- Belgian Grand Prix 1950
Fangio triumphs on another Alfa-dominated weekendMartin Williamson
The fifth World Championship race in as many weeks appeared to take a toll on drivers and teams as only 14 cars took part in the Belgian Grand Prix at Spa.
Once again, the race was dominated by the trio of Alfa Romeos driven by Nino Farina, Juan-Manuel Fangio and Luigi Fagioli. The main challenge all year came from Ferrari but their four entries in Switzerland reduced to two - Luigi Villoresi and Alberto Ascari, the latter with a new V12 engine.

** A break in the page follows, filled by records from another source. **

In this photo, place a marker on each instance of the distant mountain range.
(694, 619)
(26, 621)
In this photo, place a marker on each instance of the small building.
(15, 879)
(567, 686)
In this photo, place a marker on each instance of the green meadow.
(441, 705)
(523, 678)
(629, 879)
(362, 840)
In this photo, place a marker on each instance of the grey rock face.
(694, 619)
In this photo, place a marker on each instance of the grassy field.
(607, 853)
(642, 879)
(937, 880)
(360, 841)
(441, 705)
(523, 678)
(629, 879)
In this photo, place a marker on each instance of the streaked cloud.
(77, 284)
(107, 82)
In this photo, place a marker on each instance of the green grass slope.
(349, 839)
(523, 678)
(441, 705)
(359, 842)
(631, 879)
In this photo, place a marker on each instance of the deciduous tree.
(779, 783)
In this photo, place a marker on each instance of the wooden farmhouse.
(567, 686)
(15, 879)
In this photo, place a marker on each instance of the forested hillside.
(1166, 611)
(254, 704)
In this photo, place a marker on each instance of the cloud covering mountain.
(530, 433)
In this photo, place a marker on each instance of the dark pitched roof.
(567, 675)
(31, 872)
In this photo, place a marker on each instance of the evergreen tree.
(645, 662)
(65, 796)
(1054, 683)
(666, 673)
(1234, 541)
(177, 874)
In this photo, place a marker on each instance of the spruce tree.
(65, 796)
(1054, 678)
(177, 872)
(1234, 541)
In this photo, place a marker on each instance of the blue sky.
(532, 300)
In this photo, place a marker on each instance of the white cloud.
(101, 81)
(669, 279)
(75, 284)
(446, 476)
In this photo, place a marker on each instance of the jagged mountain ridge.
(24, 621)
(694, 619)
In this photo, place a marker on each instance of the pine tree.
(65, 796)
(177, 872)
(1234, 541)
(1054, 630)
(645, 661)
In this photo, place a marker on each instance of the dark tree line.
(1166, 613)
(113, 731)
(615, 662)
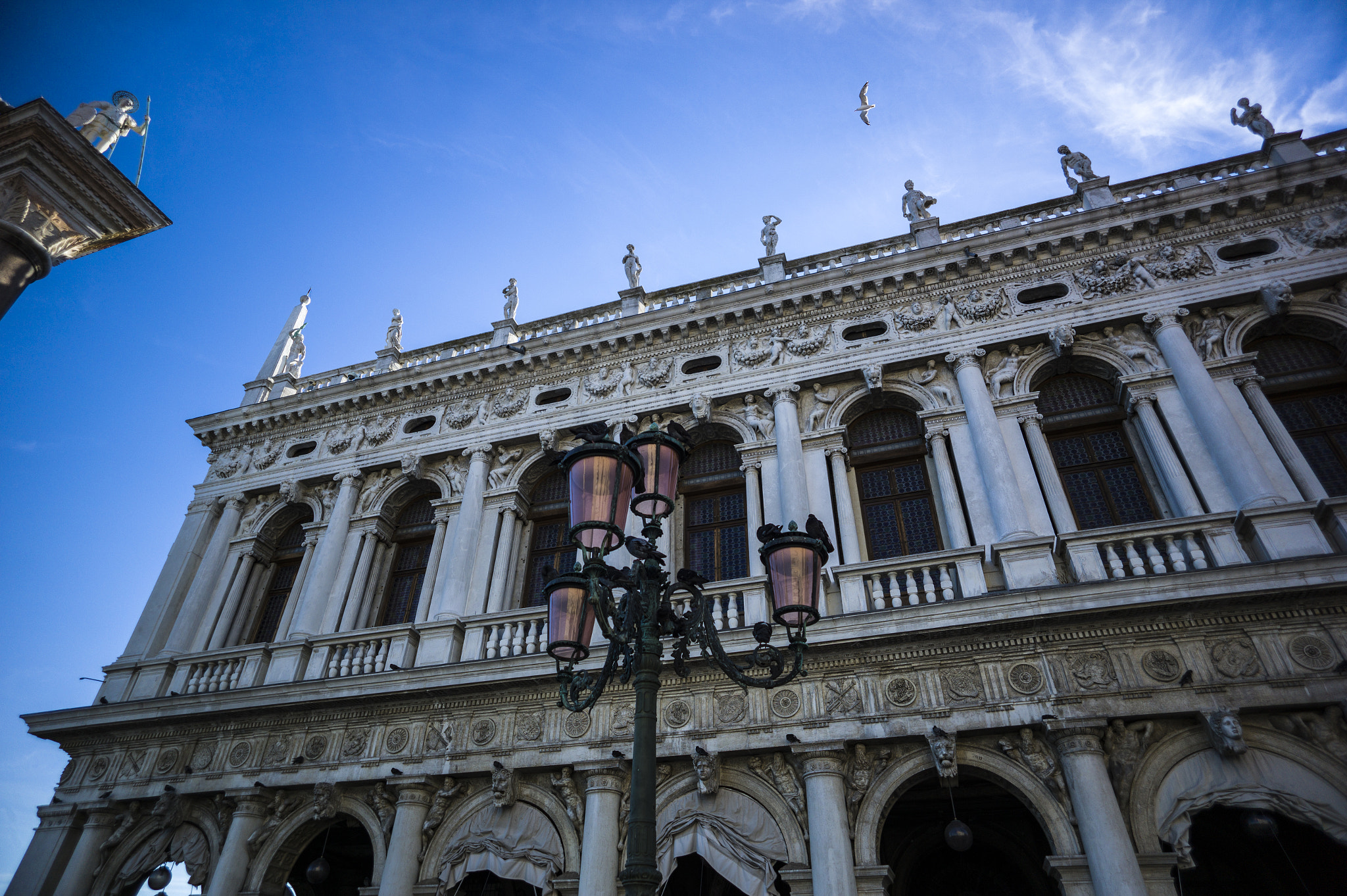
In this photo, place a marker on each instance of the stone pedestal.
(773, 268)
(927, 233)
(60, 198)
(1096, 193)
(1283, 149)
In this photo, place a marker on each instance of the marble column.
(954, 519)
(204, 584)
(1056, 497)
(249, 813)
(500, 569)
(297, 588)
(989, 447)
(600, 861)
(1286, 448)
(830, 840)
(88, 856)
(1113, 864)
(753, 501)
(849, 538)
(309, 617)
(1164, 458)
(451, 601)
(790, 455)
(1240, 466)
(401, 866)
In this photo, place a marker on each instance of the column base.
(1283, 532)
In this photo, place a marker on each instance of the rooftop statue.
(770, 233)
(1252, 118)
(632, 266)
(915, 204)
(104, 123)
(1077, 162)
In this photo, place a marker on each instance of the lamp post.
(601, 475)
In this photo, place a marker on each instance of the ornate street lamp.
(633, 607)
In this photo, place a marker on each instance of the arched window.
(411, 554)
(549, 548)
(896, 505)
(714, 513)
(1304, 384)
(1096, 459)
(290, 552)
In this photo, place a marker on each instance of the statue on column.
(1253, 119)
(104, 123)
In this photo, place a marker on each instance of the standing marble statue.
(1252, 118)
(770, 224)
(915, 204)
(104, 123)
(632, 266)
(1077, 162)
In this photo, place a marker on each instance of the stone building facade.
(1086, 467)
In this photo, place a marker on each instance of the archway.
(1008, 843)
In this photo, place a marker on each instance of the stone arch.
(274, 860)
(199, 816)
(1190, 743)
(539, 798)
(902, 774)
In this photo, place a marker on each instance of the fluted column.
(232, 868)
(309, 618)
(1058, 505)
(451, 601)
(753, 500)
(500, 569)
(848, 533)
(1234, 456)
(1163, 455)
(601, 857)
(1286, 448)
(401, 866)
(204, 584)
(991, 448)
(790, 455)
(1113, 864)
(830, 841)
(297, 588)
(954, 521)
(87, 856)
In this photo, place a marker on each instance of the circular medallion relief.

Farina and Fangio dominated practice, and the grand prix itself followed the same pattern. Briefly, Raymond Sommer in a Talbot-Lago led the field as the Alfas pitted, but his engine blew soon after the halfway point. Ascari then took the lead but when he too pitted the Alfas went ahead again with eventual winner Fangio leading Farina and Fagioli.
Farina suffered transmission trouble in the closing laps and dropped to fourth behind the best of the surviving Talbot Lagos being driven by Louis Rosier. In the event, Farina's fourth was crucial in helping him win the drivers' title. Ascari, whose father had won the inaugural Belgian Grand Prix in 1925, came fifth.
Although the Alfas appeared unbeatable, this race showed their fuel consumption, which was considerably higher than their rivals, was a major drawback, and one which Ferrari were quick to exploit in 1951.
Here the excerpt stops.